Alex Rampell, a general partner at Andreessen Horowitz (perhaps Silicon Valley’s most famous VC firm, backing Skype, Facebook, Twitter and real estate startups including Airbnb, Divvy Homes and FlyHomes), laid out his vision of the real estate industry’s future last month at a summit in Los Angeles.

Rampell argued that large companies’ access to resources will allow them to be more efficient and disruptive than small companies or agents ever could be. But, Rampell also argued, that isn’t a bad thing because there are “many reasons why it sucks to buy and sell a house right now.”

During his presentation, Rampell ticked off a list of home-selling pain points.

Agents may be good, he argued, but they also might be inexperienced. The industry is rife with conflicts-of-interest, such as when agents represent buyers, but make larger commissions from higher sale prices. Buyers regularly miss out on houses in hot markets because they don’t have cash.

Alex Rampell

And doing real estate transactions can take time.

“The fact that it takes such a long time to buy a house is one of the reasons it is such a terrible experience,” Rampell added.

But there are three forces working against these problems and giving large companies an upper hand, according to Rampell. The first is simply consumer preference, which means people are less willing to put up with the lag time in conventional real estate transactions.

“The idea of on demand is something that really is just a fundamental change in behavior, or rather consumer expectation,” Rampell said.

That gives a huge advantage to companies like Opendoor, which along with other iBuyers eliminates the need to wait for a sale.

Credit: Opendoor

Rampell’s second point was that technology and data allow larger companies to estimate prices and risk more accurately than smaller companies.

He pointed to Zillow’s Zestimate as one product that emerged out of a wave of data and noted that it’d be “hard for individual real estate agents” to come up with something equivalent.

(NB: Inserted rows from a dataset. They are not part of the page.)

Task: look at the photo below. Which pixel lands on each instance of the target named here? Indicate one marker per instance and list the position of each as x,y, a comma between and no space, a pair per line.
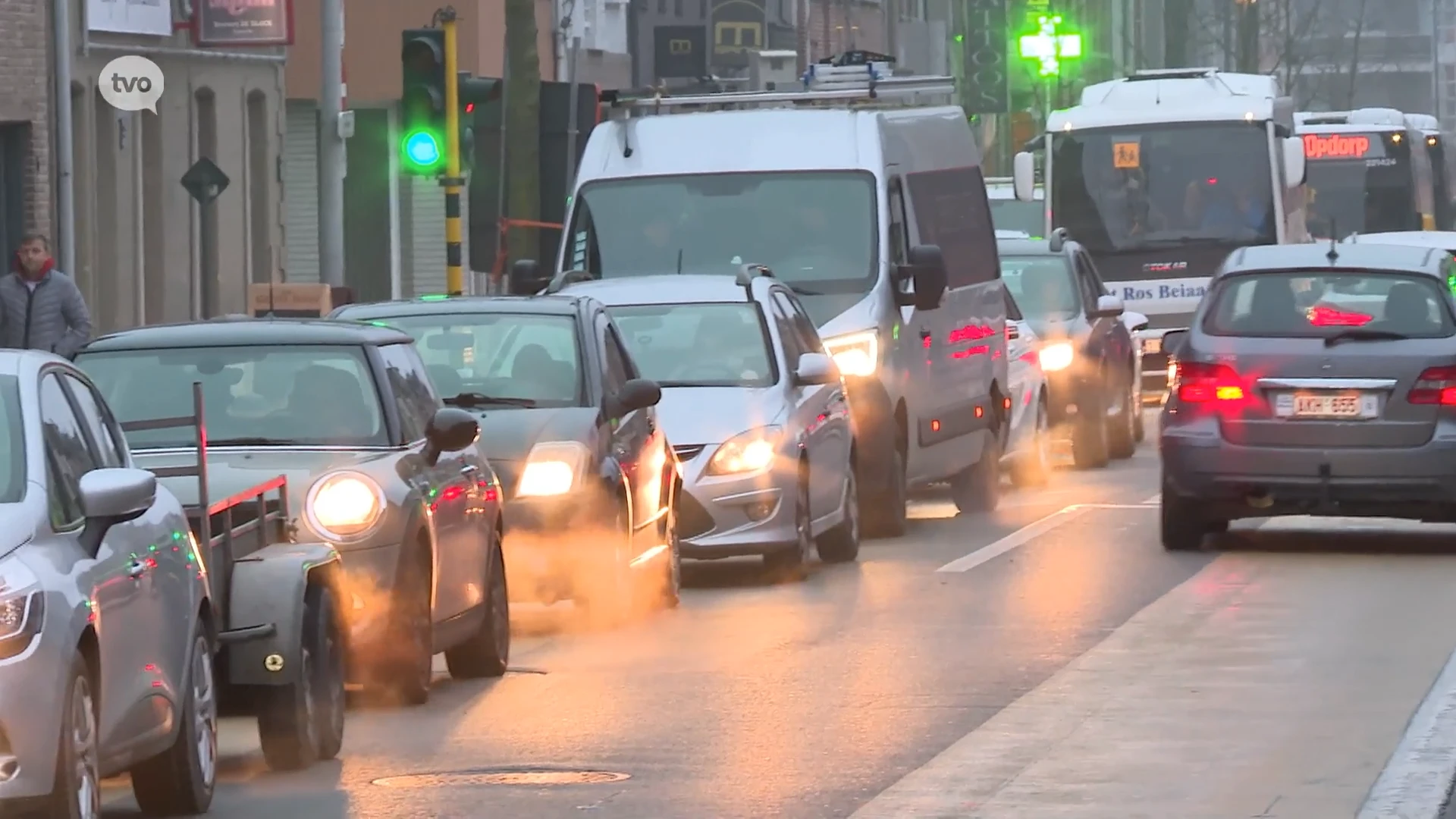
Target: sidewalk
1269,686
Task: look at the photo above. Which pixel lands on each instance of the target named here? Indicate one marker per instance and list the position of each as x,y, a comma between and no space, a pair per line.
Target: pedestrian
41,308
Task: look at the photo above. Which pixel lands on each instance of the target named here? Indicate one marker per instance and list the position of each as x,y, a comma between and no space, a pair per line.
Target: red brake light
1436,385
1321,315
1204,384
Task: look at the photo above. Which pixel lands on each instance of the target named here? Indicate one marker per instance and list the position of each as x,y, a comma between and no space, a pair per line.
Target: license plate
1327,406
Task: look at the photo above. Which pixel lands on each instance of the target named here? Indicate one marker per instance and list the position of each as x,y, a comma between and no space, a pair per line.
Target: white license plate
1327,406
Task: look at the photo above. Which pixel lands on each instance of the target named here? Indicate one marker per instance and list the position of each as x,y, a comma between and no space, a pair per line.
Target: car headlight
1057,356
552,468
22,607
856,353
753,450
344,506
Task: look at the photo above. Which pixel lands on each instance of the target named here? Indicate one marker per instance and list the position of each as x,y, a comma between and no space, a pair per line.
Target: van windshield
816,231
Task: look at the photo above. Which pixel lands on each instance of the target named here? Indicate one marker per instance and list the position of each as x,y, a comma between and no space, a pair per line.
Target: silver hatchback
756,413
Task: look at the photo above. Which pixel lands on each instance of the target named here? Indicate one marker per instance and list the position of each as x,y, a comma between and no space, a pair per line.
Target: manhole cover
530,777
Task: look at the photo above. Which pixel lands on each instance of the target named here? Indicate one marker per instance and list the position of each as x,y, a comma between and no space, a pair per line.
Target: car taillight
1436,385
1204,384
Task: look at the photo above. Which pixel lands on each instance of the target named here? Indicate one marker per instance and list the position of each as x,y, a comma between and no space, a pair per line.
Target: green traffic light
422,149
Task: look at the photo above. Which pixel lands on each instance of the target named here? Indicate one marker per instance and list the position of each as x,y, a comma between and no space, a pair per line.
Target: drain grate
529,777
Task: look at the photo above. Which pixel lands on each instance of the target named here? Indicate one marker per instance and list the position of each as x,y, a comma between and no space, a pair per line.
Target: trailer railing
221,537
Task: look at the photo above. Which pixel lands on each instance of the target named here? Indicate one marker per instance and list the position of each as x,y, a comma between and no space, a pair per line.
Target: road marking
1417,780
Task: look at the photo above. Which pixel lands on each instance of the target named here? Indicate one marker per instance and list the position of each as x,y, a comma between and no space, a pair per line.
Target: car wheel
1034,466
488,651
180,781
792,563
977,488
77,761
840,544
886,512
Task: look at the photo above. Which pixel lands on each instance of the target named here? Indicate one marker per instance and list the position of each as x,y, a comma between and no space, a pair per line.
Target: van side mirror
1294,164
526,279
1024,177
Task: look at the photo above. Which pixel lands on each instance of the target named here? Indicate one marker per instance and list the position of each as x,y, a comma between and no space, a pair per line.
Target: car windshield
1323,303
1043,287
1359,184
1141,187
702,344
12,442
814,229
523,359
259,395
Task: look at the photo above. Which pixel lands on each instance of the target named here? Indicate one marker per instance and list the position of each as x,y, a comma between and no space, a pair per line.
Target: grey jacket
53,316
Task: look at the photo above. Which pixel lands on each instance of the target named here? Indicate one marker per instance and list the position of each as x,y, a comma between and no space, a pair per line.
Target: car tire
840,544
77,760
1122,428
977,488
886,512
792,563
488,651
181,780
303,722
1033,468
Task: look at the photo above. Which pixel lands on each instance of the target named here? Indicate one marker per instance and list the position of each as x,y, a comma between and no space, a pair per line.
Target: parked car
105,642
756,410
1315,379
571,428
1088,353
376,466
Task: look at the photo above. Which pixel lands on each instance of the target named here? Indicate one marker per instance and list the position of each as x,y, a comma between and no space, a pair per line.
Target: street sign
206,181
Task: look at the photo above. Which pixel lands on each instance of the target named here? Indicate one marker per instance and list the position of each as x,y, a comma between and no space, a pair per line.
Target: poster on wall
242,22
130,17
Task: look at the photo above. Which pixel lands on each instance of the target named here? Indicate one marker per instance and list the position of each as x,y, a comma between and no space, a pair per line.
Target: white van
873,210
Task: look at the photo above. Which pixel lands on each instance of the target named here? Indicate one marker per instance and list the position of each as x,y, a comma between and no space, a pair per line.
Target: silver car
756,413
105,661
1313,379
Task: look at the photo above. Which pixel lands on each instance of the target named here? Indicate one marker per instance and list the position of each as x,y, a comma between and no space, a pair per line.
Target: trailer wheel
303,720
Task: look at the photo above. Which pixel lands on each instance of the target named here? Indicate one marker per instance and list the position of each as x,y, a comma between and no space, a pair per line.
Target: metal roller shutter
300,191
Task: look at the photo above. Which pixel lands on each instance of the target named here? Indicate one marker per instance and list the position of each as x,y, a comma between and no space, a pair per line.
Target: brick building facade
25,121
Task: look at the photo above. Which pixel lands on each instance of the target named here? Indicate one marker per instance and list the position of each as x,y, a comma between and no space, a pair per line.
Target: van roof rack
823,83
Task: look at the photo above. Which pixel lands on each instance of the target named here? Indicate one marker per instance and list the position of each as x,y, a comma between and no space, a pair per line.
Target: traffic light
473,93
422,102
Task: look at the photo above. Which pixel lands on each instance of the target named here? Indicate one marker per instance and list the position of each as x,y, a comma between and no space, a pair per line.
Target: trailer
280,629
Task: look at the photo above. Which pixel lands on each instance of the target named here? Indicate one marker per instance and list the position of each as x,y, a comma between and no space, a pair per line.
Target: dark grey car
1313,381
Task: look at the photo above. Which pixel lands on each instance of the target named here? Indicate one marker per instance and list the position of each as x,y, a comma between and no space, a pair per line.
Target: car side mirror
450,430
114,496
1174,341
814,369
927,270
637,394
526,279
1107,308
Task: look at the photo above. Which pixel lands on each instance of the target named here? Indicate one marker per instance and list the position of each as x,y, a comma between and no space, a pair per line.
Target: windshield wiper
1365,335
471,400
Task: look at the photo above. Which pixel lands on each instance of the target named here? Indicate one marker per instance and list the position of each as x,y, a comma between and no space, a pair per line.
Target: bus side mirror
1293,162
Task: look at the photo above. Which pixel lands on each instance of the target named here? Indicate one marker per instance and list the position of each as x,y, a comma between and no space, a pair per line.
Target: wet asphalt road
797,700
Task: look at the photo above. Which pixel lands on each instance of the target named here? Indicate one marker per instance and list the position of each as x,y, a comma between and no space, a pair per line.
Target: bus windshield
1141,187
1359,184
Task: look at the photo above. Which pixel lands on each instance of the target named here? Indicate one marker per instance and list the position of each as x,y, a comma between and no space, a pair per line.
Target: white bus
1161,175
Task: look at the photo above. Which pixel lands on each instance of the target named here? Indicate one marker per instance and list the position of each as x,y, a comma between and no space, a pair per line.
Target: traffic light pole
455,268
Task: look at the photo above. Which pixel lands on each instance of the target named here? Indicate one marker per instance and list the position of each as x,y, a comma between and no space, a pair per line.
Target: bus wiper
1365,335
472,400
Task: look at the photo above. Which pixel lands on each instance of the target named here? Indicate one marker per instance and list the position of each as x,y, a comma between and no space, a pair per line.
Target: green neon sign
1050,47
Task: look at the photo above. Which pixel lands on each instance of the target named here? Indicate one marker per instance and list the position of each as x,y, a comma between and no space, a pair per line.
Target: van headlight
1057,356
22,608
855,353
552,468
753,450
344,506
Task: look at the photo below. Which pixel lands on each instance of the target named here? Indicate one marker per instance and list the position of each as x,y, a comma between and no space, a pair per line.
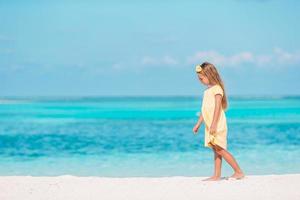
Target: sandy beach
144,188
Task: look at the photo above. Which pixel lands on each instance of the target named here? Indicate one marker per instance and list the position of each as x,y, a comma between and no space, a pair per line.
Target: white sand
283,187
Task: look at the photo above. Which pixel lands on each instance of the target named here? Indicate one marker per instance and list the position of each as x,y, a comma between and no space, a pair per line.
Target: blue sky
66,48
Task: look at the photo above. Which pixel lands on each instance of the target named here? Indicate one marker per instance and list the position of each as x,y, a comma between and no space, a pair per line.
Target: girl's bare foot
213,178
238,175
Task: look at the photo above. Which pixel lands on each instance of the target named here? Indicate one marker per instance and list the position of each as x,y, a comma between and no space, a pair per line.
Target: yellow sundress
207,110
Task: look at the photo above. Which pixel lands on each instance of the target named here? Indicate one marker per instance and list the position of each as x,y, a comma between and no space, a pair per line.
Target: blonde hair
212,74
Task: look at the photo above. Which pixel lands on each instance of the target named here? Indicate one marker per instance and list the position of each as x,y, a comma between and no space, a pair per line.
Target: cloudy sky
148,47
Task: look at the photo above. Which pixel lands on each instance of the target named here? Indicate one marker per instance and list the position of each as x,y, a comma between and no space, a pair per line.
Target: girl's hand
213,128
196,127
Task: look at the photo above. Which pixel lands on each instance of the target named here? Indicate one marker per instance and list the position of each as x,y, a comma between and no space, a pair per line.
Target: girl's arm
217,111
200,120
196,127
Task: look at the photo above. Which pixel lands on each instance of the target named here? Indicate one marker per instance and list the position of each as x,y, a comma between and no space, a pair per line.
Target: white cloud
278,56
166,60
220,59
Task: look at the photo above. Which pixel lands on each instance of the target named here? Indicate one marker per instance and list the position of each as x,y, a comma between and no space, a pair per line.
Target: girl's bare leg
218,166
238,173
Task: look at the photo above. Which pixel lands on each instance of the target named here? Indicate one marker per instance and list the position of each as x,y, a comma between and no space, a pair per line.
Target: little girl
212,113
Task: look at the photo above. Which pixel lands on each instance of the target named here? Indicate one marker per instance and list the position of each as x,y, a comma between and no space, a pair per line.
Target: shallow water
143,136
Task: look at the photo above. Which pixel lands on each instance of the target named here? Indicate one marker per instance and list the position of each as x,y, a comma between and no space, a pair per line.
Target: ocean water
143,136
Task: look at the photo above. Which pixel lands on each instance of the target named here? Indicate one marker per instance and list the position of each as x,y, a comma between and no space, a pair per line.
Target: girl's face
203,79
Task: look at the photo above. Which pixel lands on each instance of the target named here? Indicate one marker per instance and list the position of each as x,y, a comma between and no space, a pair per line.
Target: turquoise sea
143,136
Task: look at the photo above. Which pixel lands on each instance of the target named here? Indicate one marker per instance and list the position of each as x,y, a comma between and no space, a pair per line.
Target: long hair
211,72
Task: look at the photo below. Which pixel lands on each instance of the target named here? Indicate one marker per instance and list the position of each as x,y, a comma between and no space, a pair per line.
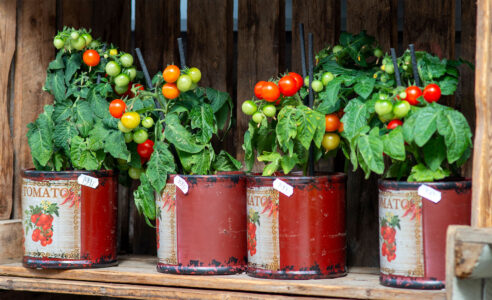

Finally, Rampell’s third point was that after the housing bubble a decade ago, investors began looking for safe ways to put money into real estate. That has produced businesses like FlyHomes, Rampell said, which is among a growing number of companies offering to help homebuyers pay cash.

None of these trends will be especially surprising to observers of the real estate industry, but Rampell’s take is a provocative one nonetheless because of how thoroughly it suggests big companies could dominate.

The implication seems to be that the real estate industry may face the same type of forces that reshaped, say, the book-selling world when mom-and-pop shops fell to Barnes and Noble and Amazon.

Andreessen Horowitz’s take on the industry is a significant one as well; the company has poured funding into an array of transformative enterprises including Facebook, Twitter, Airbnb and Lyft, among many others. The company is also investing in real estate, pouring millions, for example, into rent-to-own startup Divvy Homes earlier this fall.

During his presentation, Rampell described Divvy as one of several companies that are using technology and capital change to “what it means to actually own or rent a residence.” Other such companies include Starcity and its competitors that want to become the “WeWork of housing,” Rampell said.

“A real estate agent could do this theoretically,” he added, “but it’s very, very hard for them because it requires so much capital.”

If Rampell’s predictions pan out, Realtors will face a radically different career in the future. But he believes there will always be a place for agents of some kind.

“It doesn’t mean that real estate agents go away,” Rampell predicted, “it just means that it’s going to be under the rubric of a company.”